By Omoh Gabriel with agency report
LAGOS — Nigerian energy minister, Mrs Diezani Alison-Madueke, said, yesterday, in Doha, Qatar that the global oil market was not currently over supplied, adding, however, that she expected oil prices and demand to drop over a period of time.
Fears over weaker oil demand have been fuelled by the deepening euro zone crisis, which could trigger a global economic slowdown.
Speaking to international media she said: “Prices will inevitably drop over a period of time, how far is the issue,” at an energy industry event in Qatar.
“Prices drop because demand drops at the end of the day.”
Asked if she thought the market was oversupplied, she said, “Not at the moment.”
She also said the Gas Exporting Countries Forum (GECF) event in Qatar that oil supplies and prices are expected to remain stable stating that supply from Nigeria would increase as its security improved and that Nigeria was currently producing 2.4 million barrels per day of oil. Fears over weaker oil demand have been fueled by the deepening euro zone crisis, which could trigger a global economic slowdown. She declined to make predictions about outcome of the upcoming OPEC meeting in December.
Meanwhile Iraq’s semi-autonomous northern Kurdish region has agreed with the central government to boost the region’s crude oil exports to 175,000 barrels per day next year, Kurdish Prime Minister Barham Salih said yesterday. Exports from the region, which were restarted in February following a long halt due to a dispute with Baghdad, had reached as high as 160,000 bpd in recent months.
Salih met with Iraqi Prime Minister Nuri al-Maliki in Baghdad recently to discuss oil disputes between the central government and the semi-autonomous northern region. Iraqi officials said the two had agreed during the meeting to work on amendments to a controversial oil law.
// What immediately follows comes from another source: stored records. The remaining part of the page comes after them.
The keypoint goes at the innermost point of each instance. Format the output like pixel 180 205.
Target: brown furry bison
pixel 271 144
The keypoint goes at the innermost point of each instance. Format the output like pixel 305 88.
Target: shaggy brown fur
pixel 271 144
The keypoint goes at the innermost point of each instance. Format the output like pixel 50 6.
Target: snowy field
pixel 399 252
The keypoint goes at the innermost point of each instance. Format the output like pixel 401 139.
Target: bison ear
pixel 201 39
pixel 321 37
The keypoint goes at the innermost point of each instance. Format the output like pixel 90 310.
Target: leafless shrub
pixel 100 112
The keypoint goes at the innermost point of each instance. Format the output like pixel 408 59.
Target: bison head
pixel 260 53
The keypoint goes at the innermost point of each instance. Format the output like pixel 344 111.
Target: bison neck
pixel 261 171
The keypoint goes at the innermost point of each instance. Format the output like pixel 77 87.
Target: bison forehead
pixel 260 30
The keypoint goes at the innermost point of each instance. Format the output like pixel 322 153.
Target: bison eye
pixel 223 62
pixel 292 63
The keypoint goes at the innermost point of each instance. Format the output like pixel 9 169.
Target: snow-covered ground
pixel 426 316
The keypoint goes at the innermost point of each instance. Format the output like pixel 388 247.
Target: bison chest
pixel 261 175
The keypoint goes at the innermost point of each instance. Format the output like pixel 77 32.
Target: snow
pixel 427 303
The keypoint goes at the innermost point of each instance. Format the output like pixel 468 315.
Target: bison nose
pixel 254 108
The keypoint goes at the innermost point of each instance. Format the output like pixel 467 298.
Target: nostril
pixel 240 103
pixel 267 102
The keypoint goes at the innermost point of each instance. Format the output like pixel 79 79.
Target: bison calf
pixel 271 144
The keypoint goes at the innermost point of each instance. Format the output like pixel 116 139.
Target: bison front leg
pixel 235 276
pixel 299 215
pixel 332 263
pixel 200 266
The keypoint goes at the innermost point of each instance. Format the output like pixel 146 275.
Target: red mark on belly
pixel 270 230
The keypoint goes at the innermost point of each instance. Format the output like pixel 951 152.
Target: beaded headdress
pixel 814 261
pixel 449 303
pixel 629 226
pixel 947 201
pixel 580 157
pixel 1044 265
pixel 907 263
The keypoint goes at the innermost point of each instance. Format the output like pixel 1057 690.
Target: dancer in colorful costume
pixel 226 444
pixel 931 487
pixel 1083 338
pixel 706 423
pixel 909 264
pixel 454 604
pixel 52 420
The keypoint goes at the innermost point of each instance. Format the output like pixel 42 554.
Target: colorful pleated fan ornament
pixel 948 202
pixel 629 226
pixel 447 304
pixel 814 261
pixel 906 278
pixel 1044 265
“During our recent visit to Baghdad we also agreed that for next year the level of exports should increase to 175,000 barrels per day,” Salih said during a speech at an oil and gas conference in the Kurdish capital, Arbil. Baghdad and Arbil have longstanding disputes over oil and land. The Kurdistan Regional Government has signed a series of oilfield development deals with foreign companies that the central government considers illegal.
The disputes halted Kurdish exports in late 2009. They resumed in February. Helge Eide, the chief executive of Norwegian group DNO said he expects to increase crude output capacity at the Kurdish Tawke oilfield to 100,000 bpd in 2012 from about 70,000 bpd now. Actual production at the field is 50,000 bpd. Iraq exported a total of 2.088 million bpd in October, most of it from southern fields. Exports from the northern fields around Kirkuk were about 460,000 bpd.
Iraqi Kurdistan has enjoyed more security compared with the rest of Iraq, which is still struggling with stubborn violence from insurgents and militias more than eight years after the U.S. invasion that toppled Saddam Hussein.